Limelight designed a unique high-availability Agile Storage cloud service, which gives users control over how and where their content is stored by offering massive storage capacity, extreme flexibility for setting business rules and replication policies, with localized ingest and content access around the globe. The service provides vast storage volumes for large libraries of any type of digital asset.
The system was designed for a total capacity on the order of exabytes worldwide and is presently capable of supporting over 100 billion assets. To succeed with the platform, Limelight needed a storage engine that could handle insertion and query performance on large tables and scale as the database grew, and it needed to accomplish this in a cost effective manner. “This vast amount of information brings with it a rich and large amount of metadata around policies, file names, storage pointers, asset registries, users, and groups” according to Wylie Swanson, VP Technology, Cloud Services at Limelight. “Ensuring the metadata could be managed in an efficient and flexible way was critical to the design of the offering.”
A number of options Limelight had considered were insufficient. These included:
InnoDB – Despite familiarity with InnoDB, Limelight found that it didn’t meet the project’s requirements. According to Swanson “the minute you run out of RAM for indexing, InnoDB performance starts to fall apart. We were seeing this occur at 50M – 100M rows. You can shard content, of course, but that feeds back into application and management complexity. Moreover, not all of our database schema is amenable to simple sharding methods.”
RAM Expansion – “While high powered servers and more RAM can somewhat extend the size of a database that InnoDB can handle, doing so is ultimately cost prohibitive” according to Swanson. “To support our system using more traditional database technology, we would have had to purchase terabytes of RAM for our servers.”
Schooner – “Schooner offered performance improvements, but was too expensive. In addition, it didn’t look like it could achieve the performance levels of our commodity servers using TokuDB in our application” according to Swanson.
Limelight Agile Storage uses TokuDB for metadata management
Limelight needed a system that could access the database remotely with high availability, flexibility, performance and capacity. Limelight chose MariaDB for components of the platform. To satisfy the need for high availability, the Agile Storage Service uses a high availability Linux cluster to manage the metadata.
For the requirements of flexibility, performance and capacity, TokuDB was an unparalleled choice. “TokuDB provides incredible scaling, keeping a high insert rate throughout as the metadata repository continues to grow” noted Swanson. “This is crucial to keeping up with high-ingest points that are spread all around the world. TokuDB also provides the underpinning for a system that supports arbitrary queries – for example which policies are expired on which assets.”
In addition, Limelight benefited from other TokuDB features such as high data compression yielding a savings of 65% of disk capacity for the meta-directory components.
Scale: The Agile Storage platform was designed to scale to exabytes of data. Cost effectively scaling compute power, storage, and software was critical to the design. “We don’t know how we could have gotten to our required scale and price points for our meta-directory components without TokuDB” according to Swanson.

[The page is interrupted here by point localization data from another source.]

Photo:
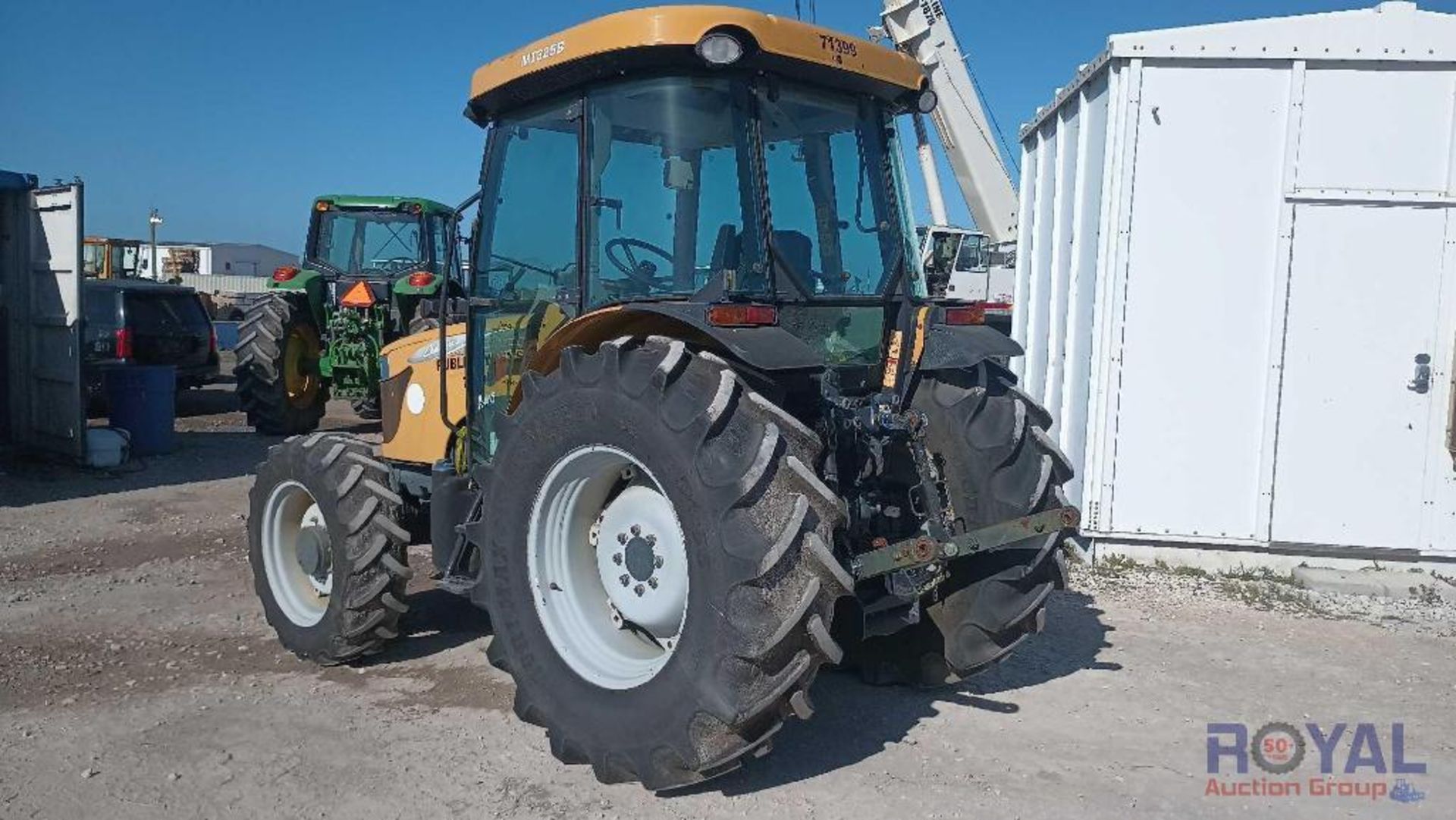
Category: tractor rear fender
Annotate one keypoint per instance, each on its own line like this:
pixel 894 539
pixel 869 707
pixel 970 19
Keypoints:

Ease of Implementation: Swanson noted that “TokuDB worked seamlessly from the start with MariaDB. Installing it was quick and simple, and we were up and running in a few hours and it worked out-of-the-box with default settings, so that we could focus on maximizing the performance of our platform, not our databases.”
Compression: In addition to fast insertion rates, TokuDB provides data compression levels that are much higher than InnoDB’s. TokuDB’s advanced compression technology reduced Limelight’s disk space requirements by roughly 3x, from over 1 TB down to about 350 GB.